BİTLİS (AA) - 2 bin 800 rakımda 13 kilometrekarelik yüz ölçümüyle bünyesinde barındırdığı sıcak ve soğuk gölleri, buz mağarası, buhar bacası, kuş türleri ve doğal güzelliğiyle Bitlis'in en önemli turizm alanları arasında yer alan Nemrut Kalderası'nda 40 jeosit alanı tespit edildi.
Avrupalı Seçkin Destinasyonlar (EDEN) Projesi kapsamında "Mükemmeliyet Ödülü" alan ve seyrine doyumsuz manzarasıyla her yıl yüzlerce yerli ve yabancı turisti ağırlayan Nemrut'ta, "Nemrut-Süphan Jeopark Projesi" kapsamında 5 yıldır süren çalışmalar sonucu jeopark raporu tamamlandı.

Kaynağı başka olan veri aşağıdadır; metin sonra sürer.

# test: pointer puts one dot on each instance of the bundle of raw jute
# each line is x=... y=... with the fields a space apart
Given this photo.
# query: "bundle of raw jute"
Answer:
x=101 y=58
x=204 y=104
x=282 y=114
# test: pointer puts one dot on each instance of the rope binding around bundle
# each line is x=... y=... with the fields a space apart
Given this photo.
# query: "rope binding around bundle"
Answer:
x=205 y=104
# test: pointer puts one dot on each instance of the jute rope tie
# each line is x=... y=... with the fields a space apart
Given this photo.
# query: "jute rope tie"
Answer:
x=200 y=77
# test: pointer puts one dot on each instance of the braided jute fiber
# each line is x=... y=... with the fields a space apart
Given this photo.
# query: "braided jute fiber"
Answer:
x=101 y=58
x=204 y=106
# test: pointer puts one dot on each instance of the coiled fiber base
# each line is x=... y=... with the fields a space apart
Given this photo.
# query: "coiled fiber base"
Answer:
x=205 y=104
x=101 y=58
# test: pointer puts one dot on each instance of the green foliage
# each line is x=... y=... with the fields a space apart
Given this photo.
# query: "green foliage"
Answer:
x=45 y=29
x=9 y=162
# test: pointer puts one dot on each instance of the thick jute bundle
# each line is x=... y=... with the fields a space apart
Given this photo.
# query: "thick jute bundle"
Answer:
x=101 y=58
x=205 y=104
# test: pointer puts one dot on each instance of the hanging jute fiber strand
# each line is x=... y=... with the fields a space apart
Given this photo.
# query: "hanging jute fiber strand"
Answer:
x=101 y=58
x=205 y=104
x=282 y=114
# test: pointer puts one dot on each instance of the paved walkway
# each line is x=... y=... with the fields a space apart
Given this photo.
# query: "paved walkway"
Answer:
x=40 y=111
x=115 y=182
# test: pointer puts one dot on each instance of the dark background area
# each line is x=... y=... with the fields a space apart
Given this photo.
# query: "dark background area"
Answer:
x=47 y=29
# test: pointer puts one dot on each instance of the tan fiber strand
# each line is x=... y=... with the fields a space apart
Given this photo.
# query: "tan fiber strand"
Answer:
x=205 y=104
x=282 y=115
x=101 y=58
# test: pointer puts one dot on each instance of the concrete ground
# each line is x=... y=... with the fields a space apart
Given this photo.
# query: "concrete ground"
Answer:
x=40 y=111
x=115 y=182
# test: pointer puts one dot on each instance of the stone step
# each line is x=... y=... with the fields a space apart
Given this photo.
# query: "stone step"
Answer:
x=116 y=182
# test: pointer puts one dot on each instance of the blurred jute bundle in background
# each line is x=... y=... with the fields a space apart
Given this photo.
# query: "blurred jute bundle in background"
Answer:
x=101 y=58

Projenin uygulama aşamasında ise jeopark girişinde ziyaretçilerin bilgilendirileceği, broşür ve kitapların dağıtılacağı, animasyon, video ve belgesellerin gösterileceği karşılama merkezi ve müze, kaldera içinde de çevreye uyumlu kafeterya ve diğer mekanların yapılması planlanıyor.
"Jeoparklar dünyada rağbet görüyor"
Nemrut Kalderası'nda çalışma yürüten İstanbul Üniversitesi (İÜ) Mühendislik Fakültesi Jeoloji Bölümü Dr. Öğretim Üyesi Yıldırım Güngör, AA muhabirine yaptığı açıklamada, son bir yılı daha ciddi ve aktif olmak üzere 5 yıldır Nemrut'ta jeopark çalışması yürüttüklerini söyledi.
İstanbul Üniversitesi ile Bitlis Valiliği arasındaki protokolün ardından hızlı şekilde çalışarak jeopark raporunu tamamladıklarını ve bu yıl da uygulama aşamasına geçeceklerini anlatan Güngör, şöyle devam etti:
Jeoparklar son 10 yıldır dünyada rağbet görüyor. Jeopark farklı bir turizm grubu içinde. Hem bilimsel çalışma hem de görsel ögelerin ön planda olduğu bir turizm alanı.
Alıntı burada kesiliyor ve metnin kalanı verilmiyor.